## Recursion/Tree Recursion: Difficult **Solutions**

Write a recursive function that takes in a grid (a list of lists), **grid**, of numbers, an current x index, **x**, and a current y index **y**, and finds the maximum sum that can be attained by starting in position (**x**, **y**) and moving only down and right. Hint: Only attempt this problem if you have learned about lists.

def max_sum(grid, x, y):

**if x >= len(grid) or y >= len(grid):
return 0
else:
return grid[x][y] + max(max_sum(grid, x + 1, y), max_sum(grid, x, y + 1))**

Write a recursive function that takes in a list of numbers, **seq**, and returns the largest sum that can be made from numbers in the sequence where no two numbers selected for the sum are adjacent to each other.

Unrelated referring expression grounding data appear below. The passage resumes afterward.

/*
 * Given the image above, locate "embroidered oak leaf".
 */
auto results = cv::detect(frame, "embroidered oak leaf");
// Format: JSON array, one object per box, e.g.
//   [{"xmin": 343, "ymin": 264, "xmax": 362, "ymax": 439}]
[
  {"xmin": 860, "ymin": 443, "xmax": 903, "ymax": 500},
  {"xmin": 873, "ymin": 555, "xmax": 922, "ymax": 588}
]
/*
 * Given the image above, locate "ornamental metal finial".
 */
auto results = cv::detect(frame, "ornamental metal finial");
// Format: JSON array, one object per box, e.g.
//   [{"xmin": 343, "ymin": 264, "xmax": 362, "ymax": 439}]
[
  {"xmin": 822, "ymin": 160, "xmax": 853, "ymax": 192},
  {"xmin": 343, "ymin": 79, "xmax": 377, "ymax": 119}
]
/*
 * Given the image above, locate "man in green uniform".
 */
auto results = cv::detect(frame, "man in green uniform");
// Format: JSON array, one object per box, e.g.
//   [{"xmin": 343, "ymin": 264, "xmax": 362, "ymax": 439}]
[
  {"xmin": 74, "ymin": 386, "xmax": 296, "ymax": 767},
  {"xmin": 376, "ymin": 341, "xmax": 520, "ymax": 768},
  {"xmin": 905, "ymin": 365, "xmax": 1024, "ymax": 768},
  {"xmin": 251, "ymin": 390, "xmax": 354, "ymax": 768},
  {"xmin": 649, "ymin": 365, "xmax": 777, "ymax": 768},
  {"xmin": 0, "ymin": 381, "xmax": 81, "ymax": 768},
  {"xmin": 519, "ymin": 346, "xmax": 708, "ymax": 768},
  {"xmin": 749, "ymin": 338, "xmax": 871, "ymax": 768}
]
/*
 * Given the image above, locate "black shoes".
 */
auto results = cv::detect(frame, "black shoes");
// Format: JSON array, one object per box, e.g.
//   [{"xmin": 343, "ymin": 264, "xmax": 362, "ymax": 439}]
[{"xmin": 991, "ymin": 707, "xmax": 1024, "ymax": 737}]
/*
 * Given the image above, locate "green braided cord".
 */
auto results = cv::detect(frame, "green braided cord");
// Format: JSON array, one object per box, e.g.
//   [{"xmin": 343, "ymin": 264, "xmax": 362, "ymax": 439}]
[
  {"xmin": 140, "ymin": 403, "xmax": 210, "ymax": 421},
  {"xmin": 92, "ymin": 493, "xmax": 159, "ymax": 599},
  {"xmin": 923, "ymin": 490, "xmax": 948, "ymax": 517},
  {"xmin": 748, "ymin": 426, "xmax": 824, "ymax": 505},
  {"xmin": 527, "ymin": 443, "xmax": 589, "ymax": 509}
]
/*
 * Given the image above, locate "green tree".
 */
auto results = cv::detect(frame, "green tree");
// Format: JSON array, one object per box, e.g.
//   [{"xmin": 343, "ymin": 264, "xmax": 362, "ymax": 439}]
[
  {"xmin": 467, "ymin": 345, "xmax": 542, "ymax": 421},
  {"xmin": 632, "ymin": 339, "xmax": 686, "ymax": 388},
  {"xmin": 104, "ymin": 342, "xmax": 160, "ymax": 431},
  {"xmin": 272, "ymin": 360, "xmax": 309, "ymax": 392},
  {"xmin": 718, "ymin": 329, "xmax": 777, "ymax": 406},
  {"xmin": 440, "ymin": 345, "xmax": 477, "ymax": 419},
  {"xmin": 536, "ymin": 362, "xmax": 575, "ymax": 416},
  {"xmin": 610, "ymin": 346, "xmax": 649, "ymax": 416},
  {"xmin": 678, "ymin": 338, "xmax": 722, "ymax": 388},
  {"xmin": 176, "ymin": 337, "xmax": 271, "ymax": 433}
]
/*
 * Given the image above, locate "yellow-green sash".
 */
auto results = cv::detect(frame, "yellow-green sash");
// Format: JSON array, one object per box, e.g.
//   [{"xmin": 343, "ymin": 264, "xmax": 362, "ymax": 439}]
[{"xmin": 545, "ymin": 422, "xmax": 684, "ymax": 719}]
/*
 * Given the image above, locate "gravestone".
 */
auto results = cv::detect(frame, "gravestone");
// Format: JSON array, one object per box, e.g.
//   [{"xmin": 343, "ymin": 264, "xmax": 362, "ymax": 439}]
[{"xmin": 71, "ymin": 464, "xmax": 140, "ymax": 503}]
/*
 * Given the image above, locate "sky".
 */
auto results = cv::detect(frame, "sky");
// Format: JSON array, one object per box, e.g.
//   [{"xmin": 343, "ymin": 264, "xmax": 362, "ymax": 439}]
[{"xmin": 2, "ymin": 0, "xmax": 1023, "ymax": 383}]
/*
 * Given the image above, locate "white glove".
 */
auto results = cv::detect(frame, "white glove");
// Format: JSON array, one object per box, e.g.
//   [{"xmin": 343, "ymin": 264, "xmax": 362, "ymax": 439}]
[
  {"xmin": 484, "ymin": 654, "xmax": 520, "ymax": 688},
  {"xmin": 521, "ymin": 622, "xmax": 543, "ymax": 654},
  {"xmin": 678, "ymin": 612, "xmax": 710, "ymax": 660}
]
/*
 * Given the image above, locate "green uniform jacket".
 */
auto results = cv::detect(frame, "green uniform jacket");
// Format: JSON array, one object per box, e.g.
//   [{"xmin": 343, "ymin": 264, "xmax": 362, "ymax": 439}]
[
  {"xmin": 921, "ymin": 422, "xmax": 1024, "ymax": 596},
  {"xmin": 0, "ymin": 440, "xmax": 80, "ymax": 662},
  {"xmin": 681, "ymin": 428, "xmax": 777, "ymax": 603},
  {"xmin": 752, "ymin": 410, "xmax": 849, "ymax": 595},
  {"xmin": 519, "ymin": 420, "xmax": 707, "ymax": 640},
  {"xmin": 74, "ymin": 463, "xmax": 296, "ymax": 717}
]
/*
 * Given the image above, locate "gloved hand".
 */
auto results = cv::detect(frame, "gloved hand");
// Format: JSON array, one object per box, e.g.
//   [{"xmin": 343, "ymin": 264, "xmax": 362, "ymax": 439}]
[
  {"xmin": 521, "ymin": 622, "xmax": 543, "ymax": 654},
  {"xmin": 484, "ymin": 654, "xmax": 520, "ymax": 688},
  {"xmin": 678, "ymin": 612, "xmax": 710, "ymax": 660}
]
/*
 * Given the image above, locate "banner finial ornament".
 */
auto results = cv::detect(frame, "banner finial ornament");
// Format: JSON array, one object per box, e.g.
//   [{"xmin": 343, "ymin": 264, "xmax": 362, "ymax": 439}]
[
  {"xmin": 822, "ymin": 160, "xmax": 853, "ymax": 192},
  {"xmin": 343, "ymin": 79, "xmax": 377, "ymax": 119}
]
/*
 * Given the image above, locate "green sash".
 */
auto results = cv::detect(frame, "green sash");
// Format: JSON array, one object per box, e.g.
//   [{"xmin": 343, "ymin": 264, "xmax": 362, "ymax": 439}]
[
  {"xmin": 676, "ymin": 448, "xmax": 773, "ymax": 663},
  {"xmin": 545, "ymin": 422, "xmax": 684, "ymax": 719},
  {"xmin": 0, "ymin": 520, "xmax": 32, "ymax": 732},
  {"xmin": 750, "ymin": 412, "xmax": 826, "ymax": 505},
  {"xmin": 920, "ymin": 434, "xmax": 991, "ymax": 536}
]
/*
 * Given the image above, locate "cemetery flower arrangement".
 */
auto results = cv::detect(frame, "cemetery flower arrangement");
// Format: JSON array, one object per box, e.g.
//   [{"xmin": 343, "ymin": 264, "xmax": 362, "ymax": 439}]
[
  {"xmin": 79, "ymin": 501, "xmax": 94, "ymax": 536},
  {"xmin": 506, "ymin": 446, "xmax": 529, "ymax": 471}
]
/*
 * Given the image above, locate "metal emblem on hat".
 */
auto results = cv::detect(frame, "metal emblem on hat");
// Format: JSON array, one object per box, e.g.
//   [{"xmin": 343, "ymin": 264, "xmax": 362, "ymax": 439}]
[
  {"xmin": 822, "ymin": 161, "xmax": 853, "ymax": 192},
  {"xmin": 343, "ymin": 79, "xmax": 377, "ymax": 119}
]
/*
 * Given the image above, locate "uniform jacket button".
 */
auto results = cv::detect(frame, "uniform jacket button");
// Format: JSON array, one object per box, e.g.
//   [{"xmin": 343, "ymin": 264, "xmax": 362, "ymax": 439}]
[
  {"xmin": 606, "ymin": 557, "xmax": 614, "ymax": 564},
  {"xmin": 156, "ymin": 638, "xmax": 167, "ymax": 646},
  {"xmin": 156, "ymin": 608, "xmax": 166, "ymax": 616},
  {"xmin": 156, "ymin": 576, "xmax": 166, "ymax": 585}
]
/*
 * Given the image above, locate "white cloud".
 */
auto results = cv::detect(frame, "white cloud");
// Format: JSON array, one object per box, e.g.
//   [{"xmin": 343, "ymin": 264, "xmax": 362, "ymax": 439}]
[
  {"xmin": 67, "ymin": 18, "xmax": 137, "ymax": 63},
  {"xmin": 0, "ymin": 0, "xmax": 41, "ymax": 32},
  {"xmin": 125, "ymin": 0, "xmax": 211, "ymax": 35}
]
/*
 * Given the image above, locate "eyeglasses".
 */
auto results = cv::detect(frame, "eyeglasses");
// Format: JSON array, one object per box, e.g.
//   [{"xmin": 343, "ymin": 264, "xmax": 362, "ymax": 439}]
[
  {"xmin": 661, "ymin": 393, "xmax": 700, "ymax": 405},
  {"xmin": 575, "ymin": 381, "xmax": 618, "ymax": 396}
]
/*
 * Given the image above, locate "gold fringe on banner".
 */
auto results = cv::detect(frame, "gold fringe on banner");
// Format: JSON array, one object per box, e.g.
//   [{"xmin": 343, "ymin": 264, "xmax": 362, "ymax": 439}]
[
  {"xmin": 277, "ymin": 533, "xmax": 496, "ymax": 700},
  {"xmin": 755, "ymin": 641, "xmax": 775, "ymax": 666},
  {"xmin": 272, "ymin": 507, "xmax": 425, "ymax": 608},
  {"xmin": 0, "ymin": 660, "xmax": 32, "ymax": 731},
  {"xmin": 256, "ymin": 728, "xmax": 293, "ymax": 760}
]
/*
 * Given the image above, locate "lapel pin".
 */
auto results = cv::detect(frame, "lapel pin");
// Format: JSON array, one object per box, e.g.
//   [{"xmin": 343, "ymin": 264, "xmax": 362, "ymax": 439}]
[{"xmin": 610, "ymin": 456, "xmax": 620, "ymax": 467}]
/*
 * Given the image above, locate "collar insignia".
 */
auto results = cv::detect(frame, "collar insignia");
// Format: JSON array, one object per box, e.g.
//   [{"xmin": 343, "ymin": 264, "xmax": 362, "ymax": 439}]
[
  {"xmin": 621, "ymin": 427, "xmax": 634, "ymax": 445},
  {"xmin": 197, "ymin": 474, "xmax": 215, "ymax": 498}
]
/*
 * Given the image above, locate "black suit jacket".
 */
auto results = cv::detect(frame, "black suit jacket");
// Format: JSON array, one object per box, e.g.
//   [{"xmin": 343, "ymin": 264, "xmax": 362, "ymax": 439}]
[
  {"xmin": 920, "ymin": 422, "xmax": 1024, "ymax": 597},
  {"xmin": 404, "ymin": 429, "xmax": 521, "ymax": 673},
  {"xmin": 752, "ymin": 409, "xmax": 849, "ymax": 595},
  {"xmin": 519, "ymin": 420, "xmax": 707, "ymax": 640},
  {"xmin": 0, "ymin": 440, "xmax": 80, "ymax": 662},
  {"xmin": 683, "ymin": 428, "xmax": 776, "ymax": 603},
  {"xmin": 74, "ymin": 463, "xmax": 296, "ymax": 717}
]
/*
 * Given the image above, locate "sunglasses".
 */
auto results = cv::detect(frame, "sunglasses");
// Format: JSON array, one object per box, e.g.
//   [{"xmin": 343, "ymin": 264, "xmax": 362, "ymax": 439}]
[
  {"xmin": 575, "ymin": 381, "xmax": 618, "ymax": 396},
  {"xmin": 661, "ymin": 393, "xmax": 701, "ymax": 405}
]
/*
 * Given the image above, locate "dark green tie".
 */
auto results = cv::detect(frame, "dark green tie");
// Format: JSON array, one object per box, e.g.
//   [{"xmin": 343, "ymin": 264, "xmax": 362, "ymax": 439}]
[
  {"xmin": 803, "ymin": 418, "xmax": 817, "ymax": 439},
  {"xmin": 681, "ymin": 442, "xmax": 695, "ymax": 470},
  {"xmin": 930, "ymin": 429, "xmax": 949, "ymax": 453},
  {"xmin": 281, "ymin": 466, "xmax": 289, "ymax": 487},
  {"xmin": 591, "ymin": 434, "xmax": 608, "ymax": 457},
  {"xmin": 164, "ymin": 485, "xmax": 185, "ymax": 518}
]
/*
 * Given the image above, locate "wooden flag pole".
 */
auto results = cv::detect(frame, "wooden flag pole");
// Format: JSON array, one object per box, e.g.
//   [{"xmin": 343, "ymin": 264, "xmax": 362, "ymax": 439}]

Hint: Only attempt this problem if you have learned about lists.

def largest_sum(seq):

>>> largest_sum([10, 1, 2, 3, 1, 4])

17

**if len(seq) == 1:
return seq[0]
else:
return max(seq[0] + largest_sum(seq[2:]), largest_sum(seq[1:]))**

Write a recursive function that takes in two numbers and counts the number of sets of some or all of the digits of the first number that can be added up to make the second number.

def digit_sum(num1, num2):

>>> digit_sum(4422, 8)

3

**if num1 < num2:
return 0
elif num1 == num2:
return 1
else:
return digit_sum(num1 // 10, num2 - num1 % 10) + digit_sum(num1 // 10, num2)**